Een Sukaesih (Seorang Guru Tanpa Tanda Jasa) Keterbatasan fisik karena tubuhnya yang lumpuh tidak menjadi penghalang untuk Een Sukaesih seorang guru asal Sumedang, Jawa Barat ini untuk mengajar meski dari atas tempat tidur.
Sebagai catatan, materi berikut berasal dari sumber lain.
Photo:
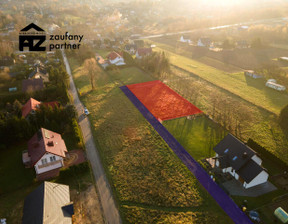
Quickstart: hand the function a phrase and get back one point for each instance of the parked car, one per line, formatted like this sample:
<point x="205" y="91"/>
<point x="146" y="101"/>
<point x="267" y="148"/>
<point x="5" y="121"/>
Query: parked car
<point x="86" y="111"/>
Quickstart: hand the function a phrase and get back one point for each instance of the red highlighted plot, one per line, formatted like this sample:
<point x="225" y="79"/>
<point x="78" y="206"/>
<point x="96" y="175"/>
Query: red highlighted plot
<point x="161" y="101"/>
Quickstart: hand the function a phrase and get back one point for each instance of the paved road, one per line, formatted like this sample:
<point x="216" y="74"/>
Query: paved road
<point x="225" y="202"/>
<point x="110" y="211"/>
<point x="278" y="19"/>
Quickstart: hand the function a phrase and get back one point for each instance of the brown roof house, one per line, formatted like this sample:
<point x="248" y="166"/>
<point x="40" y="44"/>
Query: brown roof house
<point x="239" y="160"/>
<point x="49" y="203"/>
<point x="32" y="85"/>
<point x="46" y="151"/>
<point x="39" y="73"/>
<point x="142" y="52"/>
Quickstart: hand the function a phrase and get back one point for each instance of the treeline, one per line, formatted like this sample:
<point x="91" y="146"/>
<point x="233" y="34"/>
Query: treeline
<point x="283" y="119"/>
<point x="218" y="105"/>
<point x="264" y="152"/>
<point x="15" y="128"/>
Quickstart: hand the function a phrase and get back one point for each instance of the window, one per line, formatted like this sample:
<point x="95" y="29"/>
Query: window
<point x="44" y="161"/>
<point x="52" y="158"/>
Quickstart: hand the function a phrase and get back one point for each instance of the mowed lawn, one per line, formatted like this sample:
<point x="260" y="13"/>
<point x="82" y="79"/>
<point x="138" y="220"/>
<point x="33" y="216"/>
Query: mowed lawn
<point x="198" y="136"/>
<point x="248" y="89"/>
<point x="150" y="183"/>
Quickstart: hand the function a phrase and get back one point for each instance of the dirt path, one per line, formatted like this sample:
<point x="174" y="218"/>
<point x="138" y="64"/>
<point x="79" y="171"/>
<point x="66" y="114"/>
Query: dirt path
<point x="110" y="211"/>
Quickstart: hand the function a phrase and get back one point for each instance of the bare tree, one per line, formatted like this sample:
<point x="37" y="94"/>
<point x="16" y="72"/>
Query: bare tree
<point x="92" y="68"/>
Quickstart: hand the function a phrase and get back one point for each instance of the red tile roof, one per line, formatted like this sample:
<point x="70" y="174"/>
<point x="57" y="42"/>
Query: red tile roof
<point x="31" y="104"/>
<point x="113" y="55"/>
<point x="45" y="141"/>
<point x="144" y="51"/>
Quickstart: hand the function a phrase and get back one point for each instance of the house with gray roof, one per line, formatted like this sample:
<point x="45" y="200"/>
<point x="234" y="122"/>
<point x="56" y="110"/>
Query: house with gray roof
<point x="49" y="203"/>
<point x="236" y="158"/>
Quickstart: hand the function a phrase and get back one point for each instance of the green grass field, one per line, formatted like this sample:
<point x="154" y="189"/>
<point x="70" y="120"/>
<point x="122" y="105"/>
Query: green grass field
<point x="145" y="175"/>
<point x="248" y="89"/>
<point x="198" y="136"/>
<point x="15" y="182"/>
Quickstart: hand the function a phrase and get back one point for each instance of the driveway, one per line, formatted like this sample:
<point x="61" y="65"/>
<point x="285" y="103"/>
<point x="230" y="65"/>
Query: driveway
<point x="110" y="211"/>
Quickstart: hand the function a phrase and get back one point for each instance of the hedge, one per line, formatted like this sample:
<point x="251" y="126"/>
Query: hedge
<point x="269" y="155"/>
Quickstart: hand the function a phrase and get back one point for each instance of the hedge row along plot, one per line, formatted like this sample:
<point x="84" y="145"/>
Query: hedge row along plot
<point x="162" y="101"/>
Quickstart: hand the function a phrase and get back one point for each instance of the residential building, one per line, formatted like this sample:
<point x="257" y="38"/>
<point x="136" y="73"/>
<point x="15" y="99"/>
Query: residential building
<point x="32" y="85"/>
<point x="46" y="151"/>
<point x="239" y="160"/>
<point x="39" y="73"/>
<point x="48" y="203"/>
<point x="32" y="105"/>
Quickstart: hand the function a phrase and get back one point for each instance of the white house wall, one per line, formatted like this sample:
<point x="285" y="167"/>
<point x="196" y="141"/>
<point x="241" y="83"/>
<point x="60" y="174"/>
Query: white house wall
<point x="48" y="168"/>
<point x="260" y="179"/>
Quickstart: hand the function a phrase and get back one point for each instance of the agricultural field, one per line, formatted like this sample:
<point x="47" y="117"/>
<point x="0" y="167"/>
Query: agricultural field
<point x="255" y="123"/>
<point x="145" y="175"/>
<point x="247" y="58"/>
<point x="198" y="136"/>
<point x="236" y="83"/>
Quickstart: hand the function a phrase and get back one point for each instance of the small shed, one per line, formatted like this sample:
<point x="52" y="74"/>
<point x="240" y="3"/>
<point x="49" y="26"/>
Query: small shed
<point x="281" y="214"/>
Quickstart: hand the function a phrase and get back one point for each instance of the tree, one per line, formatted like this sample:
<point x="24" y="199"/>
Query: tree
<point x="128" y="58"/>
<point x="227" y="44"/>
<point x="283" y="118"/>
<point x="256" y="43"/>
<point x="92" y="68"/>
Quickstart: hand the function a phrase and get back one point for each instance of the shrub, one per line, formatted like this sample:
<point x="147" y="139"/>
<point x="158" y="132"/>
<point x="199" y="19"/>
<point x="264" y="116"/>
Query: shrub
<point x="264" y="152"/>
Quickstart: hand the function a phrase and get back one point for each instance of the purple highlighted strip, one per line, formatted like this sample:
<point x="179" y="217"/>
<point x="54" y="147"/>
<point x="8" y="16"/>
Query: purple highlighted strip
<point x="225" y="202"/>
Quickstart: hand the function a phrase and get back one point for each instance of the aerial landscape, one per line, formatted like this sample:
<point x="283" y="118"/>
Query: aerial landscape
<point x="144" y="111"/>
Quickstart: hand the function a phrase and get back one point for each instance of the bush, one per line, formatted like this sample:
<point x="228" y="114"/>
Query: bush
<point x="76" y="130"/>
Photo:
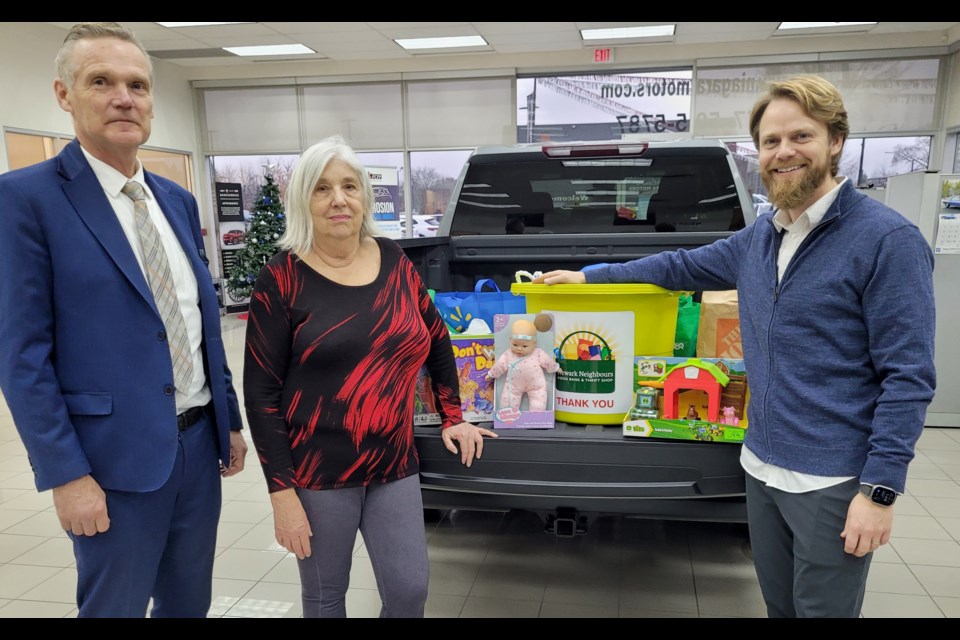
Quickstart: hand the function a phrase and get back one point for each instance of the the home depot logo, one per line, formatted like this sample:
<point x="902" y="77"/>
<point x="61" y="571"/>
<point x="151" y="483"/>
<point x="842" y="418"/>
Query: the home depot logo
<point x="728" y="338"/>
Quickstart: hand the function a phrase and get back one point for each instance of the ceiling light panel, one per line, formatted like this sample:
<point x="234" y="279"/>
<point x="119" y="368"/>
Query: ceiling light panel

Hampir 26 tahun sudah Een mengabdikan hidupnya untuk mengajar, menyemai ilmu dan kasih sayang untuk siswanya yang datang silih berganti kerumahnya. Mulai dari 1986, ibu Een sudah terbaring di tempat tidur sambil mengajar. Hal ini terjadi diakibatkan penyakit Rematoid Artifis yang terjadi ketika beliau masih remaja. Dedikasi dan pengabdian Een Sukaesih menghantarkannya ke Jakarta untuk menerima penghargaan khusus Special Achievement Liputan6 Award untuk kategori Inovasi, Kemanusian, Pendidikan, Pemberdayaan Masyarakat dan Lingkungan. Ibu Een adalah sosok ‘Ibu Guru’ istimewa. Ya, karena beliau seorang luar biasa, Umumnya orang memberi di saat lapang, tetapi ibu Een berbeda. Dalam keterbatasannya, beliau membantu menyiapkan masa depan orang lain dengan cara membagi ilmu dan kasih sayang, serta menjadi sahabat bagi anak didiknya.